How do we function in a country who’s government is rogue? What can be the state of play when acts of kindness and sympathy are declared foul and terror. Currency and resources, extracted with a smirk, dumped into overflowing coffers. The centre has been glutted and has puffed up. The Military-industrial Complex brims with pride and blood. The mouth-pieces guarantee the sanctity of slaughter. (Government stands with genocide.)

Above the village of Lakenheath in Suffolk an airplane makes a noise that – down here on the ground – pounds our heads and threatens to split eardrums. We wander the village, peering in the church at it’s phenoms in wood (a direct rendering of one phenom below), looking around the pretty and the slightly chaotic streets. I photograph a plane disappearing off to our right and wonder at it’s destination, Lakenheath has a military installation, it may be one on its way to Gaza.

A week or so later we hear that there is now a protest on the front gate of the military site. Further searches and this rather thorough piece of history turns up: https://lakenheathallianceforpeace.org.uk/about-lakenheath-base/ confirming that war planes were sent to Gaza, US war planes, and that there’s a (informed) suspicion that the place may hold nuclear weapons for the US.

‘Man Eating Shit Out His Arsehole’ Digital Drawing, 2025.

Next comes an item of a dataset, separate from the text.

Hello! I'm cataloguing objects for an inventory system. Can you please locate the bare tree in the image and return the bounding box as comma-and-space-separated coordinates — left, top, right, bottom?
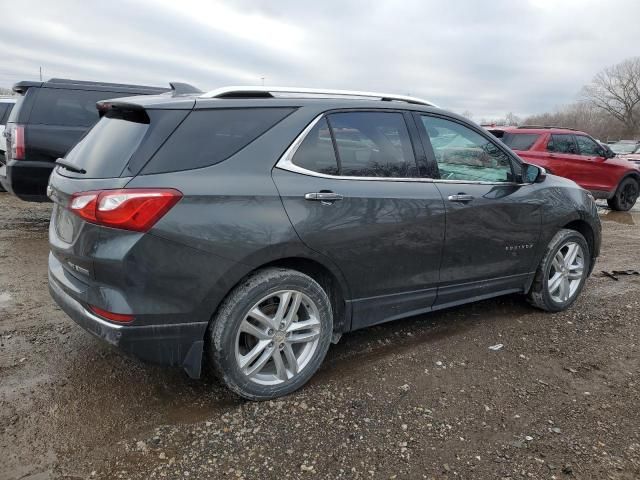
582, 57, 640, 136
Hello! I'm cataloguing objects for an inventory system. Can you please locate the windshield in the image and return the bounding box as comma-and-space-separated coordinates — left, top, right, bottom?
609, 142, 638, 154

There’s a sense of unease about, the internet is dripping with doom, there’re good reasons for this. Our leaders have openly admitted they condone attacking and killing the population to pursue ideological objectives. Not uh that there are real, actual justification…. The more people try to ignore it the more language absorbs the violence and bloody abuse grows in our conversations, our politics.

facsimiles and jasper vii

Nor is there any embarrassment in the fact that we’re ridiculous, isn’t it true? For it’s actually so, we are ridiculous, light-minded, with bad habits, we’re bored, we don’t know how to look, how to understand, we’re all like that, all, you, and I, and they! Now, you’re not offended when I tell you to your face that you’re ridiculous? And if so, aren’t you material? You know, in my opinion it’s sometimes even good to be ridiculous, if not better: we can the sooner forgive each other, the sooner humble ourselves; we can’t understand everything at once, we can’t start right out with perfection! To achieve perfection, one must first begin by not understanding many things! And if we understand too quickly, we may not understand well. This I tell you, you, who have already been able to understand. .. and not understand … so much. I’m not afraid for you now.

‘The Idiot’ Fyodor Dostoevsky

There needed a historic perspective to ‘Figs & Wasps’ not dominated by the interests of the financier. John Clare and William Blake brought the experience – seeing industrial feudalism ravage the country. Blake in particular gave us as complete a run through of the ideologies of empire as possible. Expressing the horror of a society enslaving and devouring people and land. I did not want to make Blake my focus – I couldn’t according to my original plan.

I was flicking through the internet and read that Dostoevsky had took some inspiration for Prince Myshkin from Don Quixote. A little further light research confirmed it and so I reread ‘The Idiot’ and followed the logic. The adventurer – a literary hero – who achieves nothing of note, nothing of note beyond their spreading confusion, frustration…. amongst readers and their fellow characters. Like Tristram Shandy or Leopold Bloom.

Don Quixote riding a Rhinoceros, digital print, 2025.

Myshkin’s capacity to converse, or rather his capacity to engage lucidly with people – those of Russian society his title enables him to relate to – lasts as long as the book. He offers his view that life could be kind, people could be kind, and that people deserve sympathy. And the people he speaks to are confounded.

Admitting weakness, admitting confusion – allowing frustration to run it’s course – accepting our incomplete state in the face of narrative’s absolute.